Kevin Krause of GameZone gave the PlayStation 2 version eight out of ten, calling it "a relatively short play, as it can easily be finished in one day." Jake The Snake of GamePro called it "a worthwhile game, but just as you wouldn't spend $50 for a DVD you've never seen, rent this first." (Note: GamePro gave the PlayStation 2 version 4.5/5 for graphics, and three 4/5 scores for sound, control, and fun factor.) Jon Thompson of AllGame gave it three-and-a-half stars out of five, calling it "an outstanding adventure game in terms of thematic and narrative structure. Fans of the adventure genre and those are interested in something new should give this one a look. Those who would rather demolish enemies instead of sitting through countless conversations, however, should forget about solving Eike Kusch's murder." However, Jason D'Aprile of Extended Play gave it two stars out of five, saying, "The main, and probably only, draws to this adventure are some great story concepts and its minor replay value. 'Shadow of Destiny' is a cool idea, but the lack of meaty gameplay, awful dialog, and a short game time make this a minor footnote in the history of the PlayStation2's library. Let's hope the next adventure for the system fares better." Edge also gave the Japanese import four out of ten, saying, "If the same amount of care had been placed in the game dynamic, Shadow Of Memories might have been less of a disappointment."
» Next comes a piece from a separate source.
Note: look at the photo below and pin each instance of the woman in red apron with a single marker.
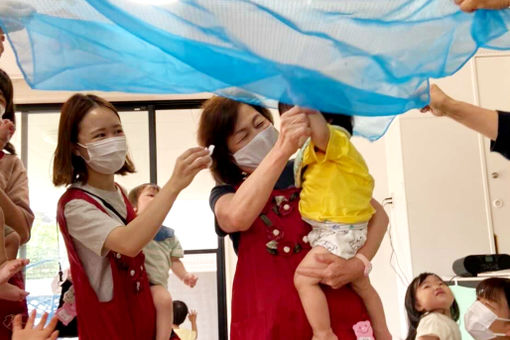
(103, 238)
(257, 205)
Mark H. Walker of The Electric Playground gave the PlayStation 2 version eight out of ten, calling it "quality adventure gaming at its best." However, Bonnie later gave it 6.5 out of 10, saying, "The game is a little bit tough to get into. The controls (mouse look and arrows keys to move) are a tad ungainly." Christina Gmiterko of Adventure Gamers gave the PC version three-and-a-half stars out of five, saying, "I wouldn't say that the gameplay is the high point here. Controlling Eike will be tedious for some and if you weren't a fan of the 3D control in games like Grim Fandango or Gabriel Knight 3, you should steer clear of this one."

The PC version was nominated for the "Best Adventure Game for PC" award at The Electric Playgrounds 2002 Blister Awards, which went to both Syberia and Silent Hill 2. It was also nominated for the "Best Adventure Game for PC" Award at GameSpots Best and Worst of 2002 Awards, which also went to Syberia. The staff of the latter website called it "one of the best PC adventure games to come around in some time". In 2011, Adventure Gamers named it the 68th-best adventure game ever released.

Aggregate score
| Aggregator | Score |  |  |
| PC | PS2 | PSP |
| Metacritic | 71/100 | 78/100 | 54/100 |

Review scores
| Publication | Score |  |  |
| PC | PS2 | PSP |
| Computer Games Magazine | 2.5/5 | N/A | N/A |
| Computer Gaming World | 2/5 | N/A | N/A |
| Electronic Gaming Monthly | N/A | 6.5/10, 7.5/10, 6.5/10 | N/A |
| Famitsu | N/A | 7/10, 8/10, 8/10, 7/10 | N/A |
| Game Informer | N/A | 6.75/10 | N/A |
| GameRevolution | N/A | B | N/A |
| GameSpot | 7.7/10 | 8.2/10 | N/A |
| GameSpy | 78% | 80% | N/A |
| IGN | 8.7/10 | 8.5/10 | 7.1/10 |
| Next Generation | N/A | 4/5 | N/A |
| Official U.S. PlayStation Magazine | N/A | 3.5/5 | N/A |
| PC Gamer (US) | 70% | N/A | N/A |
| PlayStation: The Official Magazine | N/A | 8/10 | 5/10 |
| RPGFan | N/A | 66% | N/A |

===Time Hollow===
After Shadow of Memories, Kawano wrote and directed another game with a time-traveling element: the 2008 Nintendo DS title Time Hollow; it focuses on seventeen-year-old Ethan Kairos, who awakens in a world where his parents have been missing for twelve years, and his quest to find them. Along the way, he obtains the Hollow Pen, which allows him to create time portals to solve the mystery. Time Hollow continues the "themes of time manipulation and paradoxes", for which Kawano has expressed an interest.